I started off by sharing that I believe her needs are more important in the recovery process due to the covenant bond being broken (so in other words - one of the natural consequences of the sin of betrayal).

Jason then chimed in and I really like what he said:  his needs aren’t less valid - it’s just that her needs take precedence until there is trust and security restored in the relationship.  Again, it’s NOT that his needs aren’t valid at all.  It’s that they have to be met in a different way (through community / other safe men) until the security and trust has been restored.

Other things we discussed:

- His needs being super-sized causes the level of expectation for them to be met to be super-sized which then means the level of disappointment that he has will be super-sized.

- Character is built when our needs aren’t being met and yet we are being the best version of ourselves, sitting in unmet needs.

- Jason says - men have to scrutinize their needs that they are bringing to the table.  This is because in the past his needs were born out of his wounded-ness.  (And with that, n faulty expectation that she will be the one to make up for his wounds / needs from childhood.)

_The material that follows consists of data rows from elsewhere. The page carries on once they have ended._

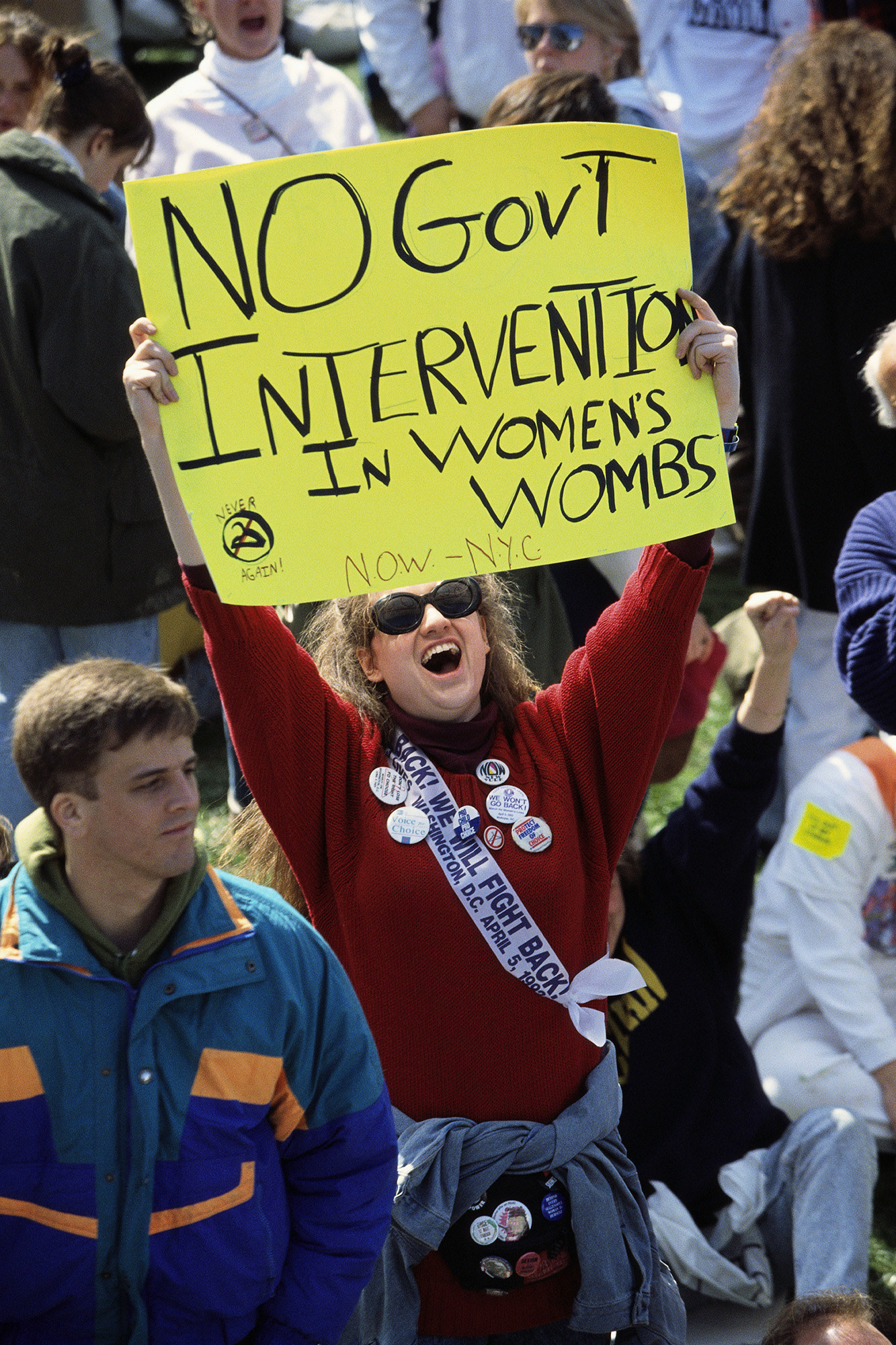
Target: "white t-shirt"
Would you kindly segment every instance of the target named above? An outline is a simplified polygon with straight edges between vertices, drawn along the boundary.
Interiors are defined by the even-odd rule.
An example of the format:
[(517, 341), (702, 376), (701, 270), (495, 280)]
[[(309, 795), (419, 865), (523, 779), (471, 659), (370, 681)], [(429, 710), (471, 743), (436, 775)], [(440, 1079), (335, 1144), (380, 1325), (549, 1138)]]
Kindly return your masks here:
[(363, 98), (340, 70), (309, 52), (288, 56), (283, 44), (261, 61), (237, 61), (210, 42), (199, 69), (147, 105), (156, 143), (147, 163), (129, 176), (159, 178), (289, 152), (213, 79), (260, 113), (292, 153), (344, 149), (378, 139)]
[(710, 178), (759, 112), (779, 44), (809, 26), (809, 0), (632, 0), (644, 73), (681, 95), (681, 143)]
[[(896, 777), (896, 752), (881, 753)], [(864, 761), (834, 752), (790, 795), (756, 884), (737, 1014), (747, 1041), (818, 1009), (864, 1069), (895, 1060), (883, 994), (896, 986), (895, 898), (892, 807)]]

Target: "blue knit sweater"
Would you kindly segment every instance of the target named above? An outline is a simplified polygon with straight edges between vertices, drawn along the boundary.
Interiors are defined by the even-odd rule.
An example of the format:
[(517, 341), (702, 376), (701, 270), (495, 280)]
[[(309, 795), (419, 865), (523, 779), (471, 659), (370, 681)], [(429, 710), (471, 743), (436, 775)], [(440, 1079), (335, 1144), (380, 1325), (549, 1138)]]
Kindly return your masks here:
[(872, 720), (896, 733), (896, 491), (860, 510), (834, 572), (837, 666)]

- Her owning what she needs is an important part of her process - it’s connected to boundaries and will help her move forward in her process and get clarity.

- I mentioned that women oftentimes are seen as “needy” in the recovery process and Jason said the inverse applies as well - he also can appear to be “needy” in the recovery process.  We explain some of the reasons for this.

- I mention the importance of the dynamic where he allows her the space to have needs - and how this is integral in moving the coupleship forward.  And yet - how does he do this when he is also walking around with a lot of needs that he *was* meeting in an illegitimate way and now having to  sit with unmet needs.  So messy.  Jason said three things that motivated him:

- to meet my  need was an opportunity for him to rebuild trust.

- My needs were an indication that I was still invested in the relationship.

- My needs were an opportunity for him to be less focused on himself.

We are so glad YOU are here, thanks for joining us for Season #7.